その様子を見て一瞬唖然とした無道はぱあっと笑顔を見せた。
「ほう!成程!」
『(よし、閃は無事だね…)』
「君も同類か! いやぁ、まさかの展開だな!」
なぜか嬉しそうな無道に片眉を上げつつも再び構える黒凪。
無道は笑顔のまま両手を上げ、黒い球体を構えた。
そして再びぶつかり合う2人。
しかし一向に互いの距離が縮まらない中、決着が中々つかない。
「いやあ、久々に高揚しているよ! なんたって…」
「――黒凪!無事か!?」
『!(正守君、来たか)』
「同族とこうして戦うのは初めてだからな!」
やっと任務先から駆け付け、今しがた戦闘に入ろうとしていた正守は己の耳に飛び込んできた無道の言葉にまるで出鼻を挫かれたような、そんな顔をした。
黒凪はそんな正守に目を向けることなく、正守の登場で出来た無道の一瞬の隙をついて結界を彼の体に突き刺した。
再び血を吐いて絶命した無道だったが次の瞬間には笑顔を浮かべてこちらに目を向ける。
「君とは長期戦になりそうだ。正守君も来た事だしそろそろ失礼しようかな。」
「!まっ…」
「ああ正守君。君とはまた今度だ」
黒い球体に足を乗せ、背中を向ける無道。
それを見た黒凪は最後のあがきだというように結界を足場に無道の元へ飛び上がり手を伸ばした。
『(届け、届けば勝つ…!)』
「!」
黒凪の手を見た無道は己の背中が急速に冷える感覚を感じ、スピードを上げ夜行本部から逃げるように姿を消した。
一歩届かなかった黒凪は地面に着地し、無道が姿を消した方向を睨むと、足元に広がる惨劇に目を移す。

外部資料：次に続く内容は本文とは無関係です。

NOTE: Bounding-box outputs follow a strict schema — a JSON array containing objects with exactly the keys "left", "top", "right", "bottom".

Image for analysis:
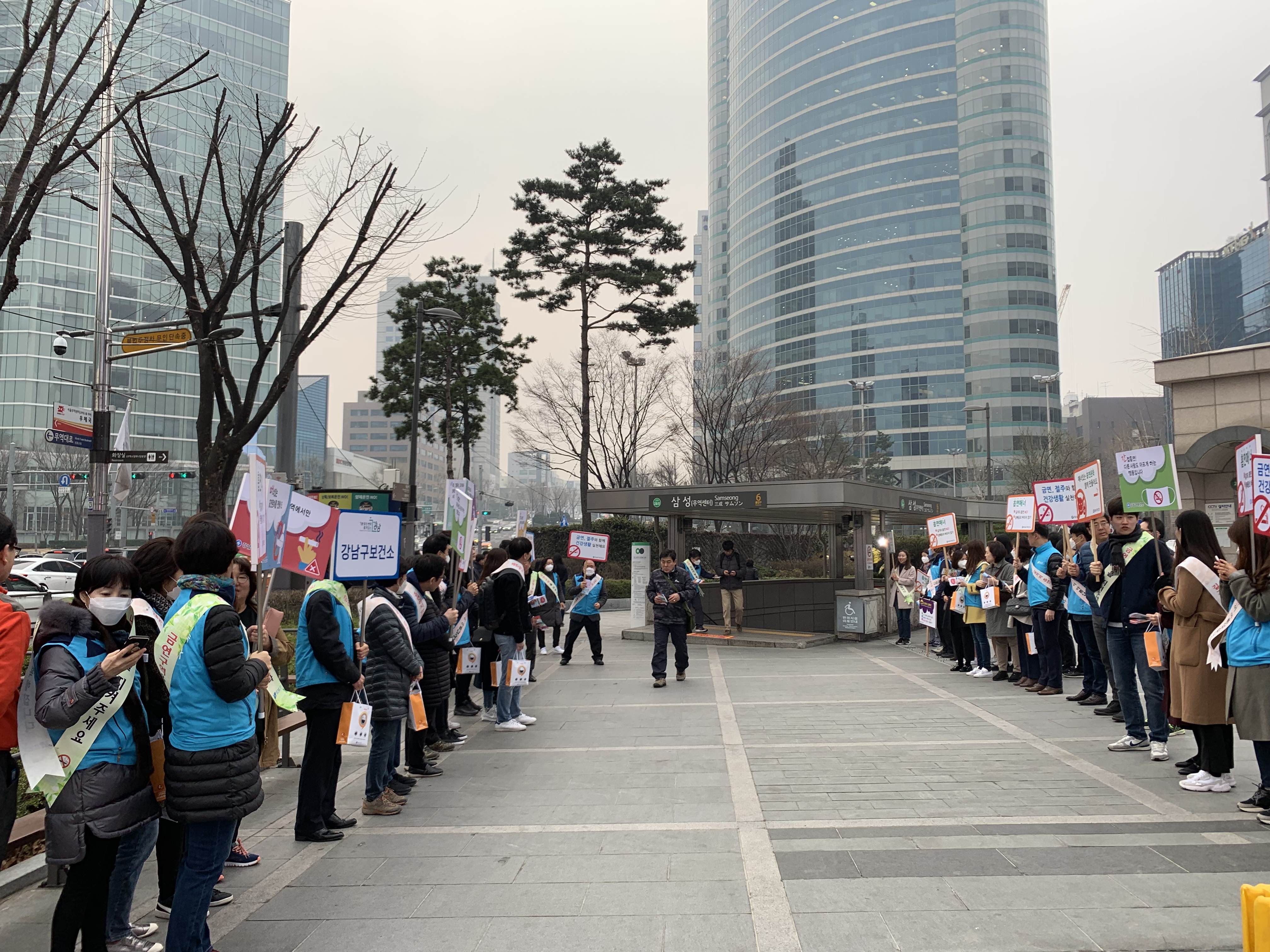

『(…情けない、あんな若造を逃がしてしまうとは。)』
「黒凪。その腹、大丈夫か?」
『…。うん。問題ないよ。掠っただけだから。』
「そうか…」
少し安心したように息を吐いた正守はしっかりと夜行の救護班がまだ機能していることを確認すると黒姫を呼び出しすぐさま無道の居場所を探り始める。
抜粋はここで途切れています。